Bet you never thought vampires had problems like this, but think about it. Why wouldn't they. People say they're 'not human.' But they are. What they're not is mortal. He doesn't want to see these children grow old. There was a woman, a vampire woman in town years ago who took in two mortal children too. She had money. All vampires have money. I'll explain how later, but it's very obvious. You'll get it right away. You'll figure it out. A flamboyant Auntie Mame character. The children never left her. She lived in The Drake, a legendary Center City pre war apartment building... thirty two stories tall... terra cotta Spanish type towers on top. She lived up there... private elevator. You know how often other people in the building saw her? Hardly ever. Mr. Dawson delivered groceries for 'the children' and Denise, her 'French girl' kept house. Mrs. Hopps came before breakfast and left just before dinner to cook all the meals plus a few snack items. Things were fine, until the 'children' got old. Then she brought in nurses. They never needed doctors. The tiniest drops of her night-folk blood banished every ailment. But as with all humans the clockwork mechanism reaches its end and the tiny drops of vampire blood are useless. They were too old to transform. Aged vampires don't do well. They live like ghouls. The vampire woman stayed with them to the end. We don't know where she went.

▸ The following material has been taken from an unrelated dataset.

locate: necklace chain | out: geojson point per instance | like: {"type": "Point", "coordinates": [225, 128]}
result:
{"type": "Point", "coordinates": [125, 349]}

Jonathon didn't want that to happen. Neither did Sarah. When it was time the children would go to that 'familiar.'
The night he decided, he sat in the middle of Washington Square park. No one noticed him. It was dark. The place was a military grave yard during the War for Independence. They claimed the bodies were moved when the area took on a residential tone, first with town houses, later with the high rise condominiums we see today. The truth is they never moved most of the bodies... a few dozen. They made a token attempt, but two thousand still remain, packed in tight as slats in a hardwood floor. Jonathon liked the ghosts. He'd talk with them. Did they all remain there? No. Most went on to The World To Come, but a few, perhaps a dozen, never left. They'd rise up from their rest and make their way to the bench. Jonathon had his favorite bench. That's where they'd sit. Oh, the ghosts weren't tied to the site. They'd wander through the district... watching people... passing through dark and gloomy department stores shuttered for the night. Once in a while they'd come across a newly 'freed' spirit pacing about in the dark, still warm empty body laying abandoned in some nearby bedroom. They'd whisper some words of encouragement and go on their way. Not like they were family...
Jonathon liked their matter of fact manner. Most, by today's standards were still kids, boys in their late teens... maybe as old as Twenty one or twenty two. But, then again, Jonathon was only eighteen when he transformed... Not 'dead,' just not mortal.
Look, who knows when the children might leave? Might be a fortnight. Might be a year. Might be ten years... The 'Black Parade' goes on and on and he's been marching for more than a thousand years.
On his way back to the town house he picked up a bottle of Sarah's favorite scent... just a casual thing from the CVS... even got a Barbie coloring book for Annie.